On Wed, Jul 21, 2010 at 7:54 AM, Gour <gour@gour-nitai.com> wrote:
Hello!

We are looking for recommendation which Haskell bindings for sqlite3
to use for destkop GUI app where we want, among other things to store
*.png and/or *.jpg images. (Yeah, I know about the hint to store
iamges in the filesystem and just store filepaths in the db, but for
portability reasons so that user can easily carry/backup database, we
want everything stored in one file.)

By looking at Hackage, it seems there are 3 candidates:

1) sqlite - bindings by Galois
(http://hackage.haskell.org/package/sqlite) - looks quite complete &
low-level interface

2) direct-sqlite - it says "It is not as complete as bindings-sqlite3 (1),
but is slightly higher-level...it supports strings encoded as UTF8,
and BLOBs represented as ByteStrings." and

3) HDBC-sqlite3 - higher level but without support for BLOBs.
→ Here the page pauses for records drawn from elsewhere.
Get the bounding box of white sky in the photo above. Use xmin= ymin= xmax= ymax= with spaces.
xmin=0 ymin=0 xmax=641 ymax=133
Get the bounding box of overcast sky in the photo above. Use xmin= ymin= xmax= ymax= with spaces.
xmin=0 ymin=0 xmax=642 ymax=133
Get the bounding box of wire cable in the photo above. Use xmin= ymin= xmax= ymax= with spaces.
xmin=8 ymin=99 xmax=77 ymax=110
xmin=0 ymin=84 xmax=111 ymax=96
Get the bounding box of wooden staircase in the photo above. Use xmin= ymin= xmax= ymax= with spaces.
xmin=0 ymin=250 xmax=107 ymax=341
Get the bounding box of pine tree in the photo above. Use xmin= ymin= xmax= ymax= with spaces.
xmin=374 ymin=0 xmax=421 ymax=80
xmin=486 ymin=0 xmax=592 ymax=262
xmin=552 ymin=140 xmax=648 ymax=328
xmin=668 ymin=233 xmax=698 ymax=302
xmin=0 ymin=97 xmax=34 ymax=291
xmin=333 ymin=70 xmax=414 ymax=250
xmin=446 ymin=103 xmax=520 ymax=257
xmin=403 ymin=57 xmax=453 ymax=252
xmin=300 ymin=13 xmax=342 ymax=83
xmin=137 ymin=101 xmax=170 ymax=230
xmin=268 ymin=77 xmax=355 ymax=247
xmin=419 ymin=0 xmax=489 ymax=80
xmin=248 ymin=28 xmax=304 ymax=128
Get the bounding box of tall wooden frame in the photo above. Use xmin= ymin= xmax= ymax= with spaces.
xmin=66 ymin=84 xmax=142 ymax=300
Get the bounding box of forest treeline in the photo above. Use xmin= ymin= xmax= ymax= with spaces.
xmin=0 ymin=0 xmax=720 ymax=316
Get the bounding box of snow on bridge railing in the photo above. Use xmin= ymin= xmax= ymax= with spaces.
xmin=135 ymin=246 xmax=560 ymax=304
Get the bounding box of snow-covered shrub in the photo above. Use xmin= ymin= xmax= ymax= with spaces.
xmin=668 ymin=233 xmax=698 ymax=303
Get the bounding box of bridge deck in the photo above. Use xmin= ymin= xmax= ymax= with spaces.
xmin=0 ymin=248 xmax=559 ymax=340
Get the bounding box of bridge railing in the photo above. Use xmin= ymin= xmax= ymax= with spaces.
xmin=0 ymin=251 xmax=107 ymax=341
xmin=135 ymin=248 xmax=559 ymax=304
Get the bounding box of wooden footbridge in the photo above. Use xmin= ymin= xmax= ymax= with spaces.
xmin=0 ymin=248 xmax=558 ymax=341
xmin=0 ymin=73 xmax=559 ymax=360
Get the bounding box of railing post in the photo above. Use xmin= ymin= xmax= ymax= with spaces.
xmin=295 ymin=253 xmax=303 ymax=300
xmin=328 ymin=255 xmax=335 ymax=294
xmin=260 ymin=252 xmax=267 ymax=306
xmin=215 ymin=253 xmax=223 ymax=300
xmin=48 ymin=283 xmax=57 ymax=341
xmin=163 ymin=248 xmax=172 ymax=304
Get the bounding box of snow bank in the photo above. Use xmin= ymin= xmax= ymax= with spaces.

Now, based on the above it looks that 2) is the best one - not
high-level as 2), but adding BLOBs support which, iirc, is missing in
HDBC.

Otoh, having highr-level abstraction ala HDBC is nice, although at the
moment we believe that we won't have need to go to PostgreSQL since it
means that setup would be greatly complicated for the end-user, so
we're staying focused on Sqlite3.


I know there are also Takusen & HSQL, but based on my past experiences
when watching those two projects, it seems they aren not supported as
well as the above itemized ones.

Any recommendation?

May I add that, according to the recent "Merge hsql and HDBC -- there
can only be one!" thread, I can only "+1" for having slight less &
more complete database packages.


Sincerely,
Gour

For the sqlite backend for persistent, I took direct-sqlite and modified it slightly. I have a long history of using the sqlite3 C API, so the API felt very familiar to me.

If I'm not mistaken, direct-sqlite does not build as-is on hackage because it's missing a reference to the C library. However, if you take my approach and just include the code in your library, you can fix that easily enough.